= The Fighting Season =

American television documentary series

The Fighting Season is an American docuseries about the war in Afghanistan produced by Ricky Schroder Productions.

The six episode series was picked up by DirecTV for a premiere on 19 May 2015. The series appeared on DirecTVs original channel, Audience. The series has multiple storylines following American units under the command of Lieutenant General Joe Anderson and the 18th Airborne Corps. Anderson is the last American Commander of combat operations in Afghanistan.

As the U.S. contribution to the war winds down and a pivotal election looms—the first free democratic election in Afghanistan's history—the Afghan Army and the remaining Coalition Forces battle to secure the nation.

The show presented unprecedented access to both senior leaders and frontline soldiers.

== Storylines ==

The Fighting Season follows three main storylines:

Coalition forces assist the Kabul police force in securing the capital.

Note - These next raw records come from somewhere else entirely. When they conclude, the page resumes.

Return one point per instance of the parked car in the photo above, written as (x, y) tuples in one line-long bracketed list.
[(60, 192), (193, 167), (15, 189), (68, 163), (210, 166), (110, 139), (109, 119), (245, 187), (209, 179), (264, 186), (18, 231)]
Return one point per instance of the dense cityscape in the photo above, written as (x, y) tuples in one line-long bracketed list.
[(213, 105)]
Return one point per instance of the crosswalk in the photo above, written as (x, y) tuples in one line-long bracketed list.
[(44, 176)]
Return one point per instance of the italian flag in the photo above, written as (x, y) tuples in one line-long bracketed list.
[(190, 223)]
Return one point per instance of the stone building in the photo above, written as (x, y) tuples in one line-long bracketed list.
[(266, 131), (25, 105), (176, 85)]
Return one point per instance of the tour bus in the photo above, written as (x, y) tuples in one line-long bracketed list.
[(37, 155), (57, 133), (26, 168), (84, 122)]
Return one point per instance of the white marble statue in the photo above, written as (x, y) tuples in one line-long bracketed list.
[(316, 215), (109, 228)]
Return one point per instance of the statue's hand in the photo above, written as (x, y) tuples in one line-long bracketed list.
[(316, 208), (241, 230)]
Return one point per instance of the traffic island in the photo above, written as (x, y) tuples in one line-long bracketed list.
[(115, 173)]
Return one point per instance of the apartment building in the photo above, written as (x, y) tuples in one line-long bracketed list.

In the Afghan countryside, pockets of insurgents hide among the rural population. Task Force Spartans of the 10th Mountain Division must track down and eliminate Taliban who launch rocket attacks against their forward operating base, and assist the Afghan army as they attempt to clear out a long-standing Taliban stronghold: the Tangi Valley.

Task Force White Devil of the 82nd Airborne is tasked with capturing or killing a high-ranking Taliban Leader, code named Arctic Fox. Arctic Fox oversees the flow of weapons and fighters over the border from Pakistan present. The White Devils work from a high mountain pass near the Pakistan border to a Taliban-infested village, where the insurgents make a stand.

The Fighting Season is the first comprehensive look at what ending a war looks like.